Work is submitted to the pipeline prototype by means of task chains, which are currently defined by files in JSON format. There are several examples of varying complexity in the demo_jobs
directory.
At its simplest, a task chain is a list of tasks which needs to be performed. Each task is represented by an associative array of properties which define that task. Some tasks rely on inputs from previous tasks - either file products or metadata values - and the pipeline controller automatically works out which preceeding tasks need to complete before a task can be scheduled to begin.
For example, the following task chain description would run three null tasks:
{
"job_name": "an_example_job",
"working_directory": "my_example",
"task_list": [
{
"task": "null"
},
{
"task": "null"
},
{
"task": "null"
}
]
}
The JSON format follows the same syntax convention as Python: lists are represented by [], while associative arrays (aka. dictionaries) are represented by {}.
The above example shows an associative array which defines a task chain. The fields within that associative array are as follows:
Name | Type | Required | Description |
---|---|---|---|
job_name | str | no | A label to describe this task chain, used to distinguish it from other task chains when querying results from the database. |
working_directory | str | no | The directory within the datadir_output in which tasks in this task chain should place their output file products. |
task_list | list | yes | The list of tasks to be run, each specified as an associative array. |
In this example, the pipeline will automatically identify that the three null
tasks which make up the job have no inter-dependencies, and hence can be run in parallel. However, in the more complicated example below, which synthesises a lightcurve and then runs it through a transit-detection algorithm, the pipeline will automatically identify that the first task needs to run before the second, since the second uses a file which is created by the synthesis task:
{
"job_name": "a_second_example_job",
"working_directory": "my_example_2",
"task_list": [
{
"task": "synthesis_psls",
"name": "synthesis_step",
"outputs": {
"lightcurve": "my_lightcurve.lc"
},
"specs": {
"duration": 730,
"planet_radius": "(constants.Rearth)",
"orbital_period": 365,
"semi_major_axis": 1,
"orbital_angle": 0,
}
},
{
"task": "transit_search_tls",
"name": "transit_detection_step",
"inputs": {
"lightcurve": "my_lightcurve.lc"
},
"lc_duration": 720
}
]
}
The next section describes the meaning of each of the attributes that is used to define the tasks within a task chain:
Each task within a task chain is defined by an associative array of attributes. Some of these attributes are specific to individual tasks; these are listed in full here.

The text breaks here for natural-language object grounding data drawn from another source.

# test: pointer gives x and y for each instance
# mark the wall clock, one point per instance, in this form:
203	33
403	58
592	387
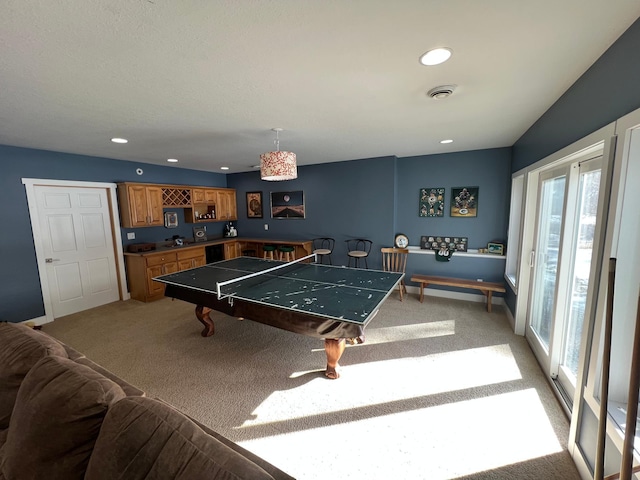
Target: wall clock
401	241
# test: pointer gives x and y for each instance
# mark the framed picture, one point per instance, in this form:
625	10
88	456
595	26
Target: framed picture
170	219
287	204
254	204
433	242
464	202
496	248
431	203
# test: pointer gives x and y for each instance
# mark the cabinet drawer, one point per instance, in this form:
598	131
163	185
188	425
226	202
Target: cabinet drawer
160	259
190	253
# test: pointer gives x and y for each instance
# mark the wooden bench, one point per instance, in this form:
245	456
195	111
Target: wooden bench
487	288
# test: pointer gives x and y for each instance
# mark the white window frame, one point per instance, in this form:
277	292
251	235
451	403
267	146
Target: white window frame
514	244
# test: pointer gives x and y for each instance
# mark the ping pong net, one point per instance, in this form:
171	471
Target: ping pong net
231	288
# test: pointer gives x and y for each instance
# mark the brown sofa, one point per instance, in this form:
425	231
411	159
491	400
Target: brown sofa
64	417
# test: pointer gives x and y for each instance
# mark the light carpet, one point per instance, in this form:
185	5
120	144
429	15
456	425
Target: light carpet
439	390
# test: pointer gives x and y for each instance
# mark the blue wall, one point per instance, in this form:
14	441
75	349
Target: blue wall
377	198
373	198
20	294
608	90
487	169
342	200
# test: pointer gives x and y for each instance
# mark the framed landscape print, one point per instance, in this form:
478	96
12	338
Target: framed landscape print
287	204
464	202
254	204
431	202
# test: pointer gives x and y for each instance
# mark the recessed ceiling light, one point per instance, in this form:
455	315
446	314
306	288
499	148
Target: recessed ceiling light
435	56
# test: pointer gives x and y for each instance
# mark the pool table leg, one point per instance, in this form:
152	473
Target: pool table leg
333	348
202	314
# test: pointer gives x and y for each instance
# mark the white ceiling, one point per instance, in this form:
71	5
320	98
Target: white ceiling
205	81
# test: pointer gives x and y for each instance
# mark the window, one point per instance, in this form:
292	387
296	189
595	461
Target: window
515	220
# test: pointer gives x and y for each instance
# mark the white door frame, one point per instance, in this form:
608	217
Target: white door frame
30	184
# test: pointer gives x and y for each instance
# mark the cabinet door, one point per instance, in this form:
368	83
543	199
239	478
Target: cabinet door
145	205
197	195
230	250
185	264
154	199
154	288
138	207
226	204
199	261
210	197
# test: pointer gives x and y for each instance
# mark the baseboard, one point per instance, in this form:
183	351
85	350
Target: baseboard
470	297
37	321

The table below lists the attributes that are common to all tasks:
Name | Type | Required | Description |
---|---|---|---|
task | str | yes | The name of the task to be performed. This must be one of the task types listed here. |
name | str | no | A user-defined label for this task. These labels are used to define when a task uses metadata output from a preceeding task. |
inputs | dict | for some tasks | An associative array [input name -> filename] of file products that this task takes as inputs. |
outputs | dict | for some tasks | An associative array [output name -> filename] of file products that this task produces as outputs. |
job_name | str | no | Optionally, the job_name set in the task chain descriptor can be overridden for individual tasks. This propagates to all child tasks. |
working_directory | str | no | Optionally, the working_directory set in the task chain descriptor can be overridden for individual tasks. This propagates to all child tasks. |
requires_metadata_from | list | no | A list of the name s of previous tasks within this task chain whose output metadata is needed to calculate the settings for this task. See the following section for a description of how this is used. |
requires_metadata_from_child | list | no | A special attribute, currently only used by do /while loops, specifying the name s of the child tasks (within the loop) whose output metadata is needed to evaluate whether the loop should repeat after each iteration. |
Each of the attributes in a task description can be specified either as an immediate value - either a number or a string - or as a mathematical expression, to be evaluated by the Python interpretter.
Expressions are identified by the pipeline because they are strings, and they are enclosed in brackets, e.g. "(2 + 2)"
or "('%.3f' % pi)"
.
Within these Python expressions, the following dictionaries of values are available:
Name | Description |
---|---|
constants | Numerical constants, as defined in the module plato_wp36.constants . These include physical constants, and PLATO mission parameters. |
metadata | Output metadata values produced by parent tasks. This includes, for example, the values of any for loop iterations. |
requested_metadata | Output metadata values produced by any sibling tasks listed in the requires_metadata_from field described in the previous section. |
This code is developed and maintained by Dominic Ford, at the Institute of Astronomy, Cambridge.